Jannah Theme License is not validated, Go to the theme options page to validate the license, You need a single license for each domain name.
Purwakarta
Trending

6.945 RTLH Purwakarta Belum Beres, Ini Kata Om Zein

PURWAKARTA, RAKA – Persoalan rumah tidak layak huni (RTLH) masih menjadi pekerjaan rumah Pemerintah Kabupaten Purwakarta, Jawa Barat. Hingga 2026, sebanyak 6.945 unit rumah masih belum tersentuh program perbaikan.

Bupati Purwakarta Saepul Bahri Binzein atau Om Zein mengatakan, jumlah RTLH di Kabupaten Purwakarta saat dirinya mulai menjabat mencapai 10.650 unit.

Pemerintah daerah kemudian melakukan penanganan secara bertahap melalui berbagai program dan sumber pendanaan.

“Ketika saya dilantik, rumah tidak layak huni di Kabupaten Purwakarta jumlahnya ada 10.650 unit.
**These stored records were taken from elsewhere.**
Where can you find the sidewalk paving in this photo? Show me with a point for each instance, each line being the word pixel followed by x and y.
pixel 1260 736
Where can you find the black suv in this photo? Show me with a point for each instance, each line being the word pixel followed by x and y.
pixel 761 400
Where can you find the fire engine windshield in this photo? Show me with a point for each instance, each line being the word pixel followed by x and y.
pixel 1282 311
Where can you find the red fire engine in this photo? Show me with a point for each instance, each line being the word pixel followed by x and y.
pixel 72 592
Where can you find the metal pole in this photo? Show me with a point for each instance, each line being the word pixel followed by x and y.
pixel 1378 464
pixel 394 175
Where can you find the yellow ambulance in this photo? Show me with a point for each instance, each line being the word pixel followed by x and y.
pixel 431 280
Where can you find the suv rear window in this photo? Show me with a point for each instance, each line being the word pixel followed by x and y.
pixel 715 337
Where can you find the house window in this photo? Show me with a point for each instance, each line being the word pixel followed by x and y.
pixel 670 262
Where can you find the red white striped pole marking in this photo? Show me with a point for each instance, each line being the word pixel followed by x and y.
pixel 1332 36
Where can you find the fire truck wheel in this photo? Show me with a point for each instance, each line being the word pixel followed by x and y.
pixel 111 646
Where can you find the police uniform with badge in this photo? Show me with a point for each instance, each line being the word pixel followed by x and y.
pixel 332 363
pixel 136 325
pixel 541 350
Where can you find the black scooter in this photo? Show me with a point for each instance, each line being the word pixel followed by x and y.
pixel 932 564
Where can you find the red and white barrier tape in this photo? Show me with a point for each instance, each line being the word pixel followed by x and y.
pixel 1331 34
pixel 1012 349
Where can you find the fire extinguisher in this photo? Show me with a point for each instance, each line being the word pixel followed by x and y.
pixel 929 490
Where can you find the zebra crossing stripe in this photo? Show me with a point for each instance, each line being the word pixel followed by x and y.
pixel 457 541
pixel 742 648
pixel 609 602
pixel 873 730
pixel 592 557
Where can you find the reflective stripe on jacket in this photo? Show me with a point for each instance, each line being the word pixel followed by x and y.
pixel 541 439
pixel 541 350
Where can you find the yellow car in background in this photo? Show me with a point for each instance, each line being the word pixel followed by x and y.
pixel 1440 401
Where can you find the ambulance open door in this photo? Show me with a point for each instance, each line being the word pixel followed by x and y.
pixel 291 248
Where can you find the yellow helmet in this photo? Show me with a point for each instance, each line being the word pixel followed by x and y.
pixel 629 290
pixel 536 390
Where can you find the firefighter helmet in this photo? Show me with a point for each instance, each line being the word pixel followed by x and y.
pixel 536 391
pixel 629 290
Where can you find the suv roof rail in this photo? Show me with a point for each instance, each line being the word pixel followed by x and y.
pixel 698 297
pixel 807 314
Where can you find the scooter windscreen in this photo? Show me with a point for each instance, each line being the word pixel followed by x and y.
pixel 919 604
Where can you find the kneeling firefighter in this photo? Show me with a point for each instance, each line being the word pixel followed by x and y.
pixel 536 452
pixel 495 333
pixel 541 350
Ini angka yang sangat banyak,” ujar Om Zein dalam keterangannya, Rabu (19/8/2026).

Sepanjang 2025, sebanyak 1.576 unit rumah telah diperbaiki. Program tersebut menggunakan sejumlah sumber pembiayaan, mulai dari Anggaran Pendapatan dan Belanja Daerah (APBD), Bantuan Stimulan Perumahan Swadaya (BSPS), hingga bantuan dari pihak lainnya.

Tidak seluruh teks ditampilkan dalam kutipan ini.